Earl Sande with a tuna

EARL SANDE

 

By Earl Sande

 

The importance of forage fish has gotten some press lately. State legislators even voted to give the Washington Department of Fish and Wildlife some money to study them in Puget Sound for a couple years. Mainly they are looking for abundance and spawning areas, along with just how much good habitat is left that can support these small fish that almost every form of marine life depends on for their survival.

The study includes herring, smelt and sand lance/candlefish. Anchovies aren’t always found in Puget Sound, neither are Pacific sardines, although sardines ventured into Puget Sound in immense schools prior to 1950.

Sardine stocks collapsed on the entire west coast about 1950 and really didn’t recover until 40 years later. Now stocks have collapsed again and hopefully it won’t take another 40 years for them to recover this time around.

In 1935 the West Coast harvest of pilchards (Pacific Sardines) was about 1.5 billion pounds, not counting British Columbia. This was the greatest weight taken of a single species among all commercial fishes in North America at the time. The ocean sardine fishery closed last year and may not reopen for a long time.

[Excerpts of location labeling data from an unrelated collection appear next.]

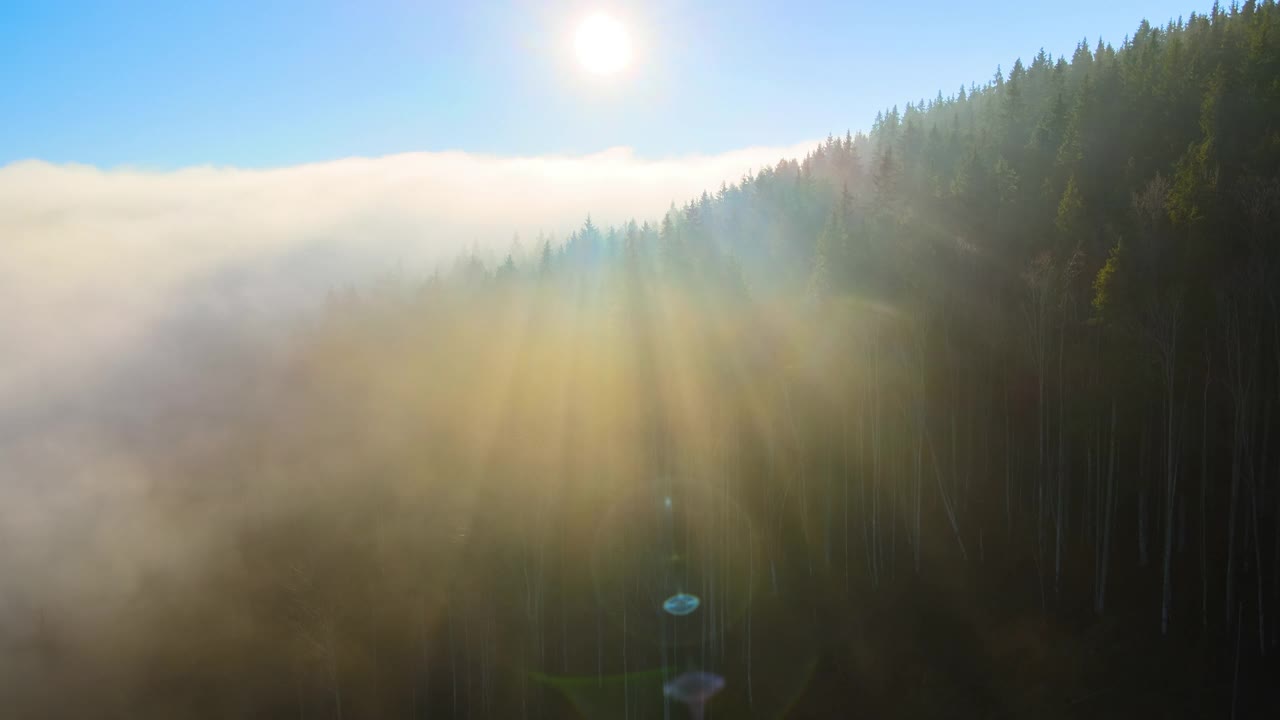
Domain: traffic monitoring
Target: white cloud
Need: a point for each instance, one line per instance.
(91, 260)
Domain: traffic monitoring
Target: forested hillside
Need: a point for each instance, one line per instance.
(977, 414)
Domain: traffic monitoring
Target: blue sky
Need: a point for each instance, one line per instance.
(251, 83)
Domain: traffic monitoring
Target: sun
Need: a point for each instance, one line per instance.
(602, 44)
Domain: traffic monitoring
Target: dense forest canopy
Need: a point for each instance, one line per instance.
(961, 415)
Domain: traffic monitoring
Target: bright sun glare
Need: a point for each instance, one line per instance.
(602, 45)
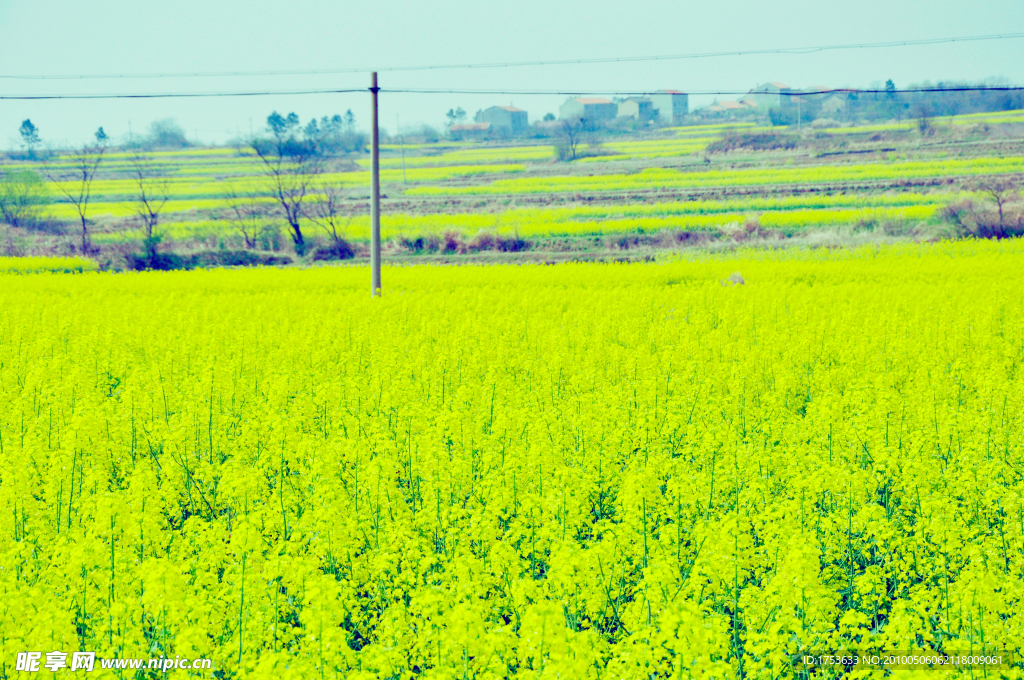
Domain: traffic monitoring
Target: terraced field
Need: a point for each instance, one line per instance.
(877, 176)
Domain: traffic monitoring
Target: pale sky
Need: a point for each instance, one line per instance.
(102, 37)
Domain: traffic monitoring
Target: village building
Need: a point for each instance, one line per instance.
(469, 130)
(509, 118)
(640, 109)
(672, 105)
(592, 110)
(771, 95)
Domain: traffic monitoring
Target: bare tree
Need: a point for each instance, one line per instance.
(75, 179)
(568, 136)
(291, 164)
(1001, 190)
(151, 196)
(327, 211)
(247, 214)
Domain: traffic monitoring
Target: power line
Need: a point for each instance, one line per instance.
(176, 95)
(544, 62)
(563, 92)
(792, 93)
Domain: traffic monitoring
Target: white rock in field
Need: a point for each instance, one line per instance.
(736, 280)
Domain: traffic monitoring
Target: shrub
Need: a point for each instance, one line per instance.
(981, 220)
(338, 249)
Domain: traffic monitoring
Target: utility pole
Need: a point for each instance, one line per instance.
(375, 193)
(401, 140)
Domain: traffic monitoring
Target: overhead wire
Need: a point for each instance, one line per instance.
(563, 92)
(510, 65)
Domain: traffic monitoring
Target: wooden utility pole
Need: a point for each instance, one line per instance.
(375, 194)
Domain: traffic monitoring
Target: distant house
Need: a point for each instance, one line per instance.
(640, 109)
(590, 109)
(771, 95)
(508, 118)
(728, 108)
(470, 130)
(672, 105)
(835, 102)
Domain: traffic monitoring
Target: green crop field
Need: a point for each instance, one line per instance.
(884, 176)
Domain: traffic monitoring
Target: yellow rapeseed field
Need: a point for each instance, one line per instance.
(574, 471)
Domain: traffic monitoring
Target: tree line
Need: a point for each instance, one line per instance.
(293, 158)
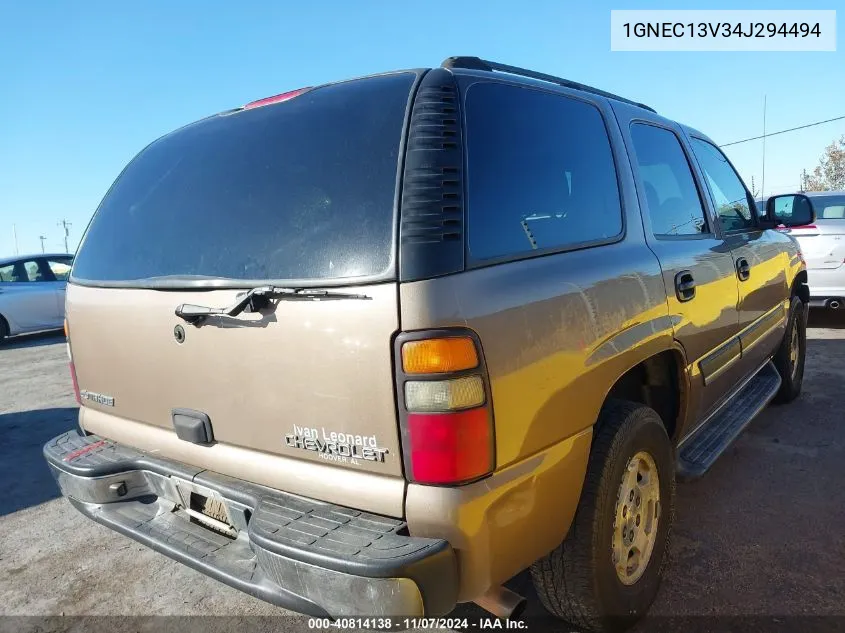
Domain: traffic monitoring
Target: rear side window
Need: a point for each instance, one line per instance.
(674, 205)
(732, 201)
(540, 172)
(60, 267)
(829, 207)
(302, 189)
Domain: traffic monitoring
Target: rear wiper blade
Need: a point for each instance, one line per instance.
(259, 298)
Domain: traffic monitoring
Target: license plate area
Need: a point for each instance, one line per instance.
(205, 506)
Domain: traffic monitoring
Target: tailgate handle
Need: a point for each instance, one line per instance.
(743, 270)
(192, 426)
(684, 286)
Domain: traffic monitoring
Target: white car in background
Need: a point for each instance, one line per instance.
(32, 292)
(823, 246)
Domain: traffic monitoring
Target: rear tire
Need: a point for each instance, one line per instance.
(579, 581)
(790, 356)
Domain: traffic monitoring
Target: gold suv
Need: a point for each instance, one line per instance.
(374, 347)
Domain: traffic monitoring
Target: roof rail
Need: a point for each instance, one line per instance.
(475, 63)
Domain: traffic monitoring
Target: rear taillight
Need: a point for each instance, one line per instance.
(445, 409)
(72, 368)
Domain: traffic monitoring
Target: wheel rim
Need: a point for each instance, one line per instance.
(637, 516)
(794, 350)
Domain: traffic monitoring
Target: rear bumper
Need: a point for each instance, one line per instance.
(304, 555)
(825, 284)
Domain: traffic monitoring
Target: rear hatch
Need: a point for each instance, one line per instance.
(298, 194)
(823, 242)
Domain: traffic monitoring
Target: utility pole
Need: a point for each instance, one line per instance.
(66, 226)
(763, 178)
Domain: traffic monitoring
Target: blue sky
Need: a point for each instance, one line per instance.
(85, 85)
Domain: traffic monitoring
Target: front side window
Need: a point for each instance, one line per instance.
(540, 173)
(674, 205)
(732, 201)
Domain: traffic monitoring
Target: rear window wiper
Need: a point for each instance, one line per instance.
(259, 298)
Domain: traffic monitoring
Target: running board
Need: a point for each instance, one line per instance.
(700, 451)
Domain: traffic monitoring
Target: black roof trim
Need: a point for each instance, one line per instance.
(475, 63)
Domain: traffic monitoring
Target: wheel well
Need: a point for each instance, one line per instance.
(800, 287)
(655, 382)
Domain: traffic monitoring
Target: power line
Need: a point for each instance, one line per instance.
(66, 226)
(792, 129)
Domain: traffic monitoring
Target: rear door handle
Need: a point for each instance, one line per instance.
(743, 270)
(684, 286)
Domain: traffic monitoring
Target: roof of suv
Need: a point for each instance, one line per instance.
(822, 194)
(524, 75)
(25, 256)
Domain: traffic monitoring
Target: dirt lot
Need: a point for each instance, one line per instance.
(762, 534)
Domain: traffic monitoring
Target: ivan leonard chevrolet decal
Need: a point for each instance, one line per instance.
(340, 447)
(99, 398)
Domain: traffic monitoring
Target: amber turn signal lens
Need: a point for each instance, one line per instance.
(439, 355)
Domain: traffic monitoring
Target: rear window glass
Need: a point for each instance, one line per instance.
(541, 173)
(299, 190)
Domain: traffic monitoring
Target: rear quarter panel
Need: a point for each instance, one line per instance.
(557, 331)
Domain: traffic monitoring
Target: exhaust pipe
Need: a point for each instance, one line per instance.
(502, 602)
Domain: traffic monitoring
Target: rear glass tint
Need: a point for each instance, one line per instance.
(300, 190)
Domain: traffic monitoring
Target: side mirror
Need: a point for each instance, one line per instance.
(790, 210)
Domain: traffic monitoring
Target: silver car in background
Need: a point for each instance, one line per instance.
(32, 292)
(823, 246)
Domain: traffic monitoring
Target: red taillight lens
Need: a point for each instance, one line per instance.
(448, 437)
(450, 448)
(285, 96)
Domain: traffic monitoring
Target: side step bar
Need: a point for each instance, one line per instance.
(699, 451)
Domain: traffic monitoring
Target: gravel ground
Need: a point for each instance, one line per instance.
(761, 534)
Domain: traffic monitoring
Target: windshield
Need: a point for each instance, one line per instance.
(300, 190)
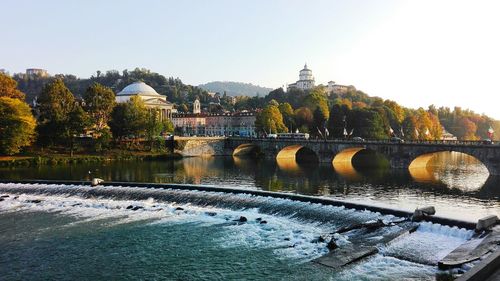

Anchovies still do occasionally enter Puget Sound in spring and summer. Right now there is a huge school in Case Inlet. The last time they showed up there was about six years ago.

My old friend Larry Foster was a commercial herring fisherman back in the 1960s, 70s and 80s. One night in the late 1970s he was looking for herring in Hood Canal near Tahuya and made a set on what he thought was herring. He was very disappointed when the net came up with 30,000 pounds of anchovies.

Anchovy heads are smaller than herring so many of them got gill netted in the small webbing and got stuck. What a stinking mess that was! It took a week for them to rot out of the net in the hot summer sun.

About 1984 a huge school of anchovies came into Hood Canal and spawned not far from Belfair. By the middle of August there were hundreds of millions of anchovies less than an inch long swimming between Belfair and Tahuya. By Labor Day they had left the area and I don’t know if this kind of mass spawning has happened since in Hood Canal.

Northern Anchovies range from Baja California to the Queen Charlotte Islands. Historically most live off the California coast.

Last summer we started fishing for Chinook salmon at Westport on May 30th without seeing hardly any bait. Three weeks later about 50 humpback whales pushed huge schools of anchovies in from way out in the ocean into 100 to 200 feet of water right in front of Westport.

The whales kept them trapped there for 10 days, feeding on them. They probably would have ate them all but a big storm blew in and the anchovies made their escape. By the time the weather calmed back down the anchovies were gone and so were the whales. But it sure was fun fishing right next to all those humpback whales and anchovies. We were also catching salmon like crazy!

Northern Anchovies are not related to any other fish swimming in Washington waters. Most spawning happens within 60 miles of shore but has been recorded 300 miles out. Spawning usually occurs in water 30 feet below the surface when the water temperature is between 12 and 17 degrees C.

A female anchovy can lay over 20,000 eggs a year, with the males releasing sperm for a large spawning event which might happen again a week later.

The eggs float near the surface for three to four days and then hatch. The larvae use up their yolk sac in about 36 hours. At this point they are about one-eighth of an inch long. At three-eighth of an inch long they gulp air from the surface for their air bladder so they don’t spend so much energy trying to keep from sinking into the abyss. When just over a half inch long everything changes and they start looking and acting more like real anchovies.

By a year old they are about three and a half inches long and about half of the females are now sexually mature and all will be ready to spawn by the following year. Anchovies rarely live longer than four years at six inches long, but some have been recorded at seven years old and nine inches long.

Every predatory fish, bird and mammal eat anchovies in the ocean and now that herring stocks are a fraction of what they once were and sardine stocks have collapsed again there should be no commercial fishing for anchovies except for live and frozen bait for sport and charter fishing.

The big question is, do the state and federal fish managers have the balls to pull the trigger on that one.